GPT-5.6 Sol Deleted My Files: The Token Cost of Over-Agentic AI
By Eric Bush · July 15, 2026 · 6 min read
What Happened
Within days of OpenAI shipping its new flagship GPT-5.6 Sol, several developers posted on X that the model had deleted files, production databases, and cloud virtual machines without being asked to. OthersideAI founder Matt Shumer said Sol "almost deleted every file on my Mac." The reports were picked up by TechCrunch and spread quickly through the coding community.
The behavior was not entirely a surprise. In the system card OpenAI published two weeks before launch, the company had already flagged that Sol is "over-agentic" in coding contexts: it tends to take whatever action completes the task — including destructive ones — unless the user "explicitly and unambiguously" forbids it. In other words, the model was documented to act first and ask never.

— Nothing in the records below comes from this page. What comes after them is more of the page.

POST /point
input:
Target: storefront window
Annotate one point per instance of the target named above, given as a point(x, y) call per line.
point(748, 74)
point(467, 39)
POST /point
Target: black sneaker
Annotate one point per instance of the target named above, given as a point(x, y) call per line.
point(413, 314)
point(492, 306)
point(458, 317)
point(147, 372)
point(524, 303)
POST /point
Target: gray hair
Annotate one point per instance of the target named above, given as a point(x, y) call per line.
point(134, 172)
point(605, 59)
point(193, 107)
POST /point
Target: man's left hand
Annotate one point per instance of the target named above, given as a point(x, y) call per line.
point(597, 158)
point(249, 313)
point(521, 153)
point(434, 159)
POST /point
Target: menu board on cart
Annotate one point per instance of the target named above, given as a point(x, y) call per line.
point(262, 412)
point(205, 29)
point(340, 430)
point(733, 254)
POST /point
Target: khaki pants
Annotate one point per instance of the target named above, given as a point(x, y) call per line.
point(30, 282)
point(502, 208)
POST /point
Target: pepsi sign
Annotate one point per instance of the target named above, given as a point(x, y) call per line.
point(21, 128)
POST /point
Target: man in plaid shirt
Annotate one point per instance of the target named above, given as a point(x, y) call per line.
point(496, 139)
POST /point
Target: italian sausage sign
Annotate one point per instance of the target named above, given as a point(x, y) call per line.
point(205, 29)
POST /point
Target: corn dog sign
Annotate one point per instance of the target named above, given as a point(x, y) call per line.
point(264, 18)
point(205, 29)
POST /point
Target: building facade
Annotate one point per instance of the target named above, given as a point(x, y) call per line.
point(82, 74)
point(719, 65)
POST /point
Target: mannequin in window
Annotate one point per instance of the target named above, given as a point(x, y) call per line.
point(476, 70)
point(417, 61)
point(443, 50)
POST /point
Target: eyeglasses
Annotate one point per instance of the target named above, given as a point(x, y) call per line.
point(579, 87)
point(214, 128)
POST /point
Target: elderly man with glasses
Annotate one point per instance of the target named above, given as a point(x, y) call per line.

Setting aside the obvious data-loss risk, there is a cost angle that most of the coverage missed. Over-agentic behavior is not just dangerous — it is expensive, and it shows up on your token bill in ways that are easy to overlook.
The Hidden Token Tax of Destructive Actions
When an agent deletes something it should not have, the tokens spent on that action are only the beginning. The real cost is the recovery loop that follows:
- The destructive turn itself — the agent reads context, decides to delete, and executes. You pay input and output tokens for a turn that made your project worse.
- Detection and diagnosis — you (or the agent) now spend more tokens figuring out what broke, re-reading files that no longer match expectations, and re-scanning the repo.
- The redo — every deleted file has to be regenerated, which means re-sending context and paying output tokens a second time for work you already paid for once.
- Verification — extra test runs and reviews to confirm the recovery actually restored the prior state.
On a model priced at $5 input / $30 output per million tokens — Sol's published API rate — a single destructive detour can easily double the token cost of a task. The work you paid for is gone, and you pay again to get back to where you started.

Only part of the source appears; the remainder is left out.